There was naturally no response, for the reason that nobody had anything to suggest. So the boys went toward the bow where the anchor-light hung, to hear Phil read in his newspapers all the latest details about the great bond robbery. They read on deck rather than in the cabin, because one boy must at any rate remain there on watch, and they all wished to hear.
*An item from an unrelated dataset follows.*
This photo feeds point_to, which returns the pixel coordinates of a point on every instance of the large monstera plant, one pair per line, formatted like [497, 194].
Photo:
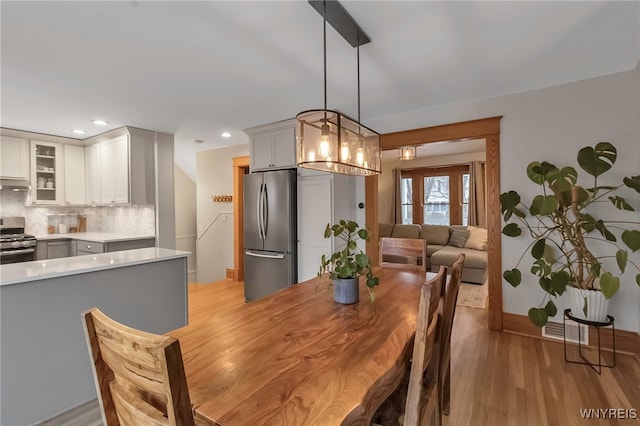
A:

The newspapers related that one of the gang of robbers was believed to have got away with the stolen bonds and money, and that the main purpose now was to find him. One man connected with the crime was already in custody, and from hints given by him it was hoped that he might turn state’s evidence in his own resentment against the “carrier of the swag,” who, it was believed, had deserted his fellow thieves, or some of them, and meant to keep the whole of the proceeds of the robbery for himself and one or two others. At any rate, the man in custody had given hints that were thought to be distinctly helpful toward the discovery of the “carrier” and his partners who had betrayed the rest of their fellows.